We bumped the nginx version two days ago, so let’s keep an eye on it. Do you get over 500 concurrent visitors on your site?

Also your whole site is behind Cloudflare so stuff may be different because of it.

1 Like

I have no idea - we might? Any ideas how I can check that?

Correct. But I have disabled any acceleration and am basically only using it to cache images and avatars. It’s never been an issue until today…

Haha, usually people use Google Analytics or something like that to know such info. Discourse dashboard has daily pageviews and user visits that can be used to approach that too.

Not true, your whole site is served via Cloudflare:

curl -I https://blenderartists.org/                                                                                                                                         
HTTP/2 200 
cf-cache-status: DYNAMIC
cf-request-id: 0a6ef945b3000002fe272b2000000001
server: cloudflare
cf-ray: 6591c4b5ec5902fe-MIA
alt-svc: h3-27=":443"; ma=86400, h3-28=":443"; ma=86400, h3-29=":443"; ma=86400, h3=":443"; ma=86400

But that may be completely unrelated as your nginx is complaining about upstream connections instead of downstream ones, which means it’s running out of connection between nginx ⟷ unicorn.

Since we keep an open connection for each visitor due to message_bus (live updates service), this is kinda expected if your site is somewhat popular.

Bumping the worker_processes and worker_connections is safe and sounds like it makes sense in your case.
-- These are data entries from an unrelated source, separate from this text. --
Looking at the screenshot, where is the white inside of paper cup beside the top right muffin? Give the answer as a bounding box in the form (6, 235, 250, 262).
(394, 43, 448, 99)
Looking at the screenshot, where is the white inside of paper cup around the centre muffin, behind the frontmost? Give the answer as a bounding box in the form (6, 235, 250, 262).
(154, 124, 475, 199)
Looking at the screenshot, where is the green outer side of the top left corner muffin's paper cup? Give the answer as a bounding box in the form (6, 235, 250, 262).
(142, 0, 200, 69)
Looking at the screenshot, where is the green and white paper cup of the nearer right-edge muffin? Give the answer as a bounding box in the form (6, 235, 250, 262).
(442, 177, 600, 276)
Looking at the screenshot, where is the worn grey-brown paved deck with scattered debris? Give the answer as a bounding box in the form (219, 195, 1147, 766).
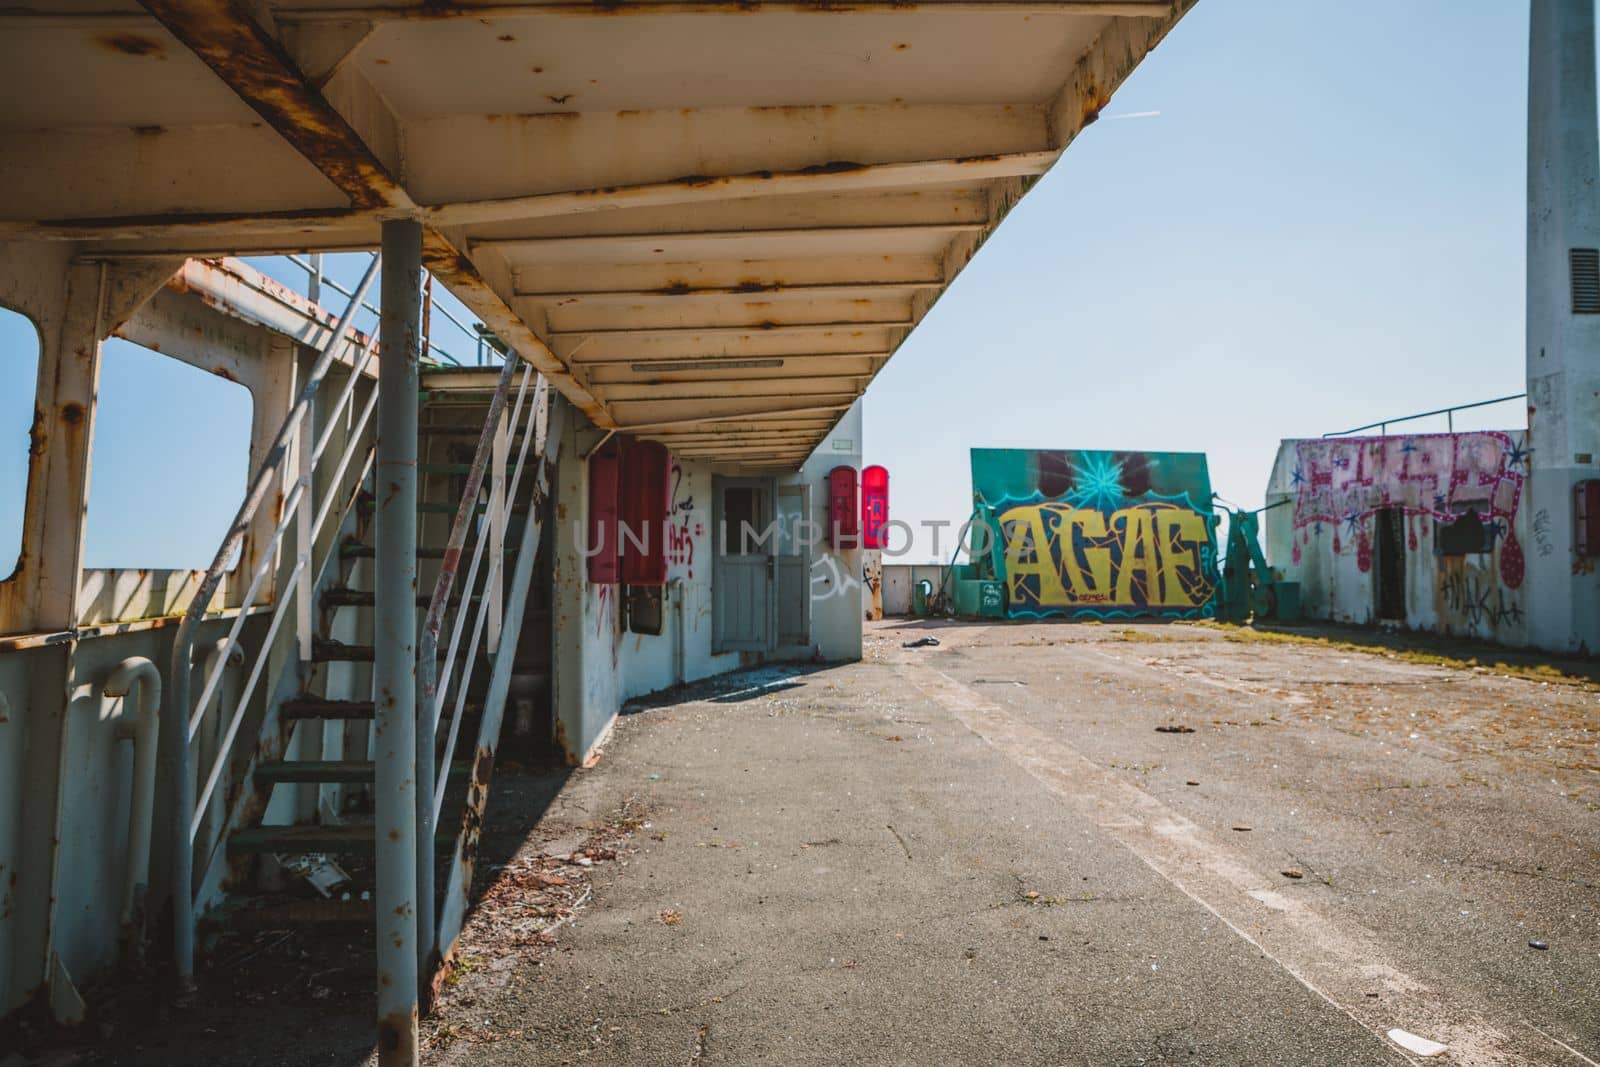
(426, 622, 1600, 1067)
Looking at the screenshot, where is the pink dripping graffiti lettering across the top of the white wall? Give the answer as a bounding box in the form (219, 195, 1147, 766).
(1293, 430, 1528, 589)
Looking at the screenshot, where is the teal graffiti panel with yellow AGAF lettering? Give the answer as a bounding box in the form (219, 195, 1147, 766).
(971, 448, 1216, 619)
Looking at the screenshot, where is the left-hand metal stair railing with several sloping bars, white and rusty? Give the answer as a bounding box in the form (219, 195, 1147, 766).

We default worker_processes to your number of CPU cores. How many CPU cores do you have?

2 Likes

True :slight_smile: We dropped that a long time ago… We have about 250k pageviews/day (including bots), so 500 doesn’t seem to unusual. The user visits only tracks logged in visits, right?
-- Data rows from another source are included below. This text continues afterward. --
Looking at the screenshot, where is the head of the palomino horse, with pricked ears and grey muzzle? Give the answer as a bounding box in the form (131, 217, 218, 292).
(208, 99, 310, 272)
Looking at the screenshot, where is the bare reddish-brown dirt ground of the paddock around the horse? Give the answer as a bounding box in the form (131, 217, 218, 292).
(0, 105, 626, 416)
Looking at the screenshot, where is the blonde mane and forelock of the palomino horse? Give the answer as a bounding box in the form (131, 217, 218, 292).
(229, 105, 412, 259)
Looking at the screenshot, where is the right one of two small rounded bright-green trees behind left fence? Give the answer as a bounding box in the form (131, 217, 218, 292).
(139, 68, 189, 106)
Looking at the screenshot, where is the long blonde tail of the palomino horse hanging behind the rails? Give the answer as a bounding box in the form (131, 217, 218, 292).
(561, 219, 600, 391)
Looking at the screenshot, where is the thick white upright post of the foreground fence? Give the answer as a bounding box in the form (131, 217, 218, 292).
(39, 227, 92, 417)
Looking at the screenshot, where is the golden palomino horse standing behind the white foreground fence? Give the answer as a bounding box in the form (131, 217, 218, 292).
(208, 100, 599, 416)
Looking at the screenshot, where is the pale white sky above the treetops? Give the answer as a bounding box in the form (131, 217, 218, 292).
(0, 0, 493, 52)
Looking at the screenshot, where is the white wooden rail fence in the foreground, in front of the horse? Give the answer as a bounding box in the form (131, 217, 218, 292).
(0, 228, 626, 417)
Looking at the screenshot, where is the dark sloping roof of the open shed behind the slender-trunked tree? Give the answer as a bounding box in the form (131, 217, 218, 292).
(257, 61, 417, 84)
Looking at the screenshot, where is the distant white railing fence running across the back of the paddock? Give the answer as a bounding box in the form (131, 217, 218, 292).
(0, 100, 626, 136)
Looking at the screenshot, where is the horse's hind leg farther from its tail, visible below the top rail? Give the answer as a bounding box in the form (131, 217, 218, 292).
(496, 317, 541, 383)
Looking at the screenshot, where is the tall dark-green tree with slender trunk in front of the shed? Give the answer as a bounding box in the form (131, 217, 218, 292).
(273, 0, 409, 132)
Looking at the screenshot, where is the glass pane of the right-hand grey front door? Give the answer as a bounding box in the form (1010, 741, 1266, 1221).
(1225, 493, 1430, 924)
Right - we do have to pass our requests through CF but we don’t let them touch our javascript etc.

We have 12 cores, 64GB. Typical load is about 2, and we use 50% of our RAM.

1 Like

Damn that is so weird!

The formula for connections is worker_processes * worker_connections which should be 12 * 768, which would be (click clack) 9216. But your logs say 1768…

Try this on your app.yml:

## Any custom commands to run after building
run:
  - exec: echo "Beginning of custom commands"

  - replace:
      filename: "/etc/nginx/nginx.conf"
      from: "worker_connections 768" 
      to: "worker_connections 2000"
  - replace:
      filename: "/etc/nginx/nginx.conf"
      from: "worker_processes auto" 
      to: "worker_processes 10"

Be aware that your block on post 2 is acting on the wrong file!

4 Likes

:facepalm: I pasted the wrong code - I tried the letsencrypt template first, but ended up changing the nginx.conf to 1768 worker connections.

I’ll give your values a try - I’ll be back to report how it goes.

1 Like

Still getting them, I’m afraid:

2021/06/02 17:40:03 [alert] 2102#2102: *262491 2000 worker_connections are not enough while connecting to upstream, client: <ip removed>, server: _, request: "POST /message-bus/0e453fae0c604c29a876e6ede05b7341/poll?dlp=t HTTP/1.1", upstream: "http://127.0.0.1:3000/message-bus/0e453fae0c604c29a876e6ede05b7341/poll?dlp=t", host: "blenderartists.org", referrer: "https://blenderartists.org/t/weight-paint-not-painting/551282"

I have bumped worker_connections to 4000 and it’s looking good so far :crossed_fingers:

7 Likes

We made it easier to override now:

3 Likes

Cool! So we’d do something like

params:
  nginx_worker_connections: 4000

In app.yml/web_only.yml?

2 Likes

Exactly. We also bumped the default to 4k in the same patch, so admins may want to carefully evaluate if they still need to bump it.

2 Likes

On one site I was also bumping worker processes to 2X CPUs. Should I remove that too?

1 Like

This topic was automatically closed 30 days after the last reply. New replies are no longer allowed.